The Mission on the Andreafski River

The mission and a typical village home.

The land had an imponderable emptiness about it, stretching out and out, beyond the powers of a man’s imagination to fill. Off in the distance the low sky fused with the gray line of the horizon, merging with the landscape in a pink haze, vast and immeasurable. Against this awesome expanse of land and sky even the great bend of the Yukon, gleaming with the borrowed fire of the sun, seemed a small and insignificant thing. The nearer complex of the mission site barely made an impression on it all. It seemed to go on forever, a snowy wasteland where no human voice was heard and there was nothing but the ghostly passage of the wind over the frozen tundra.

 At the time of the gold rush in the Klondike  the men called it the ‘Great Empty’ and many were lost in that wilderness, taking their lusts and desires and hopes with them to unknown graves. It was said that their voices still moved on the wind, sounding in the rustle of trees and the leafless branches of willow bush.

 Standing there on the brow of the hill Daniel had a new sense of himself. In all this, he thought, what was a man’s soul? What was so important about the things he carried in his small gray head? He had lived a soft life, unchallenged, wrapped in the cellophane of civility. He had never known hunger, or want. Yet, when he stared at the vacant landscape he was struck by the recollection that all men came out of that emptiness and, on day like this, when the wind was up and the stars were beginning to dance in the frosty sky, he ‘remembered’ something lying deep in his bones; something fearful, and hungry, and lost. It called to him, wolf-like, on the thin voices of the village dogs, a reminder that the ‘Great Empty’ was still there, waiting for him like the night waited on the brief rosy reign of the setting sun. - From Chapter 10- The Village

Below: Two steamboats are trapped in the ice as winter sets in, a common occurrence on the rivers and sloughs.

Above: The view, looking across the river from Steamboat Slough.

One of the saintly Ursaline Nuns who served at the Mission.
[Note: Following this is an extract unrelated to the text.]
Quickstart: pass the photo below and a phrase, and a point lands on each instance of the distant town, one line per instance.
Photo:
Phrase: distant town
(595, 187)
When he reached the Library he was pleased to find one of the old Ursaline nuns in attendance. He remembered her from his teaching days there, Sister Lucile, an amiable septuagenarian who drifted about with a heavy darned wool sweater over her gray habit, buttoned all the way to the throat where a circular white collar trimmed the main dress and matched the border of her headpiece. A few strands of thin gray hair managed to slip from their captivity and dangle above her ears. She wore a pair of gold rimmed reading glasses, with a braided tassel attached to the back of each arm so they could dangle from her neck when she did not need them. The lines of many years traced thin wrinkles on her forehead, though her eyes were bright and lively, and she always seemed to be smiling, her head bobbing this way and that with a palsied unsteadiness. The skin hung in loose folds from her neck, quivering a bit when she spoke. - From Chapter 13, The Library

js-skiing

The Author, “out on the boards” skiing the winding course of Steamboat Slough. Cross country was a great way to relax and get some exercise in the brief 3 to 4 hour interval of daylight that made up each day in the dead of winter. Sometimes you would go out with other volunteer teachers at the mission, and other times, just getting away into the solitude of the tundra was a real balm for the soul.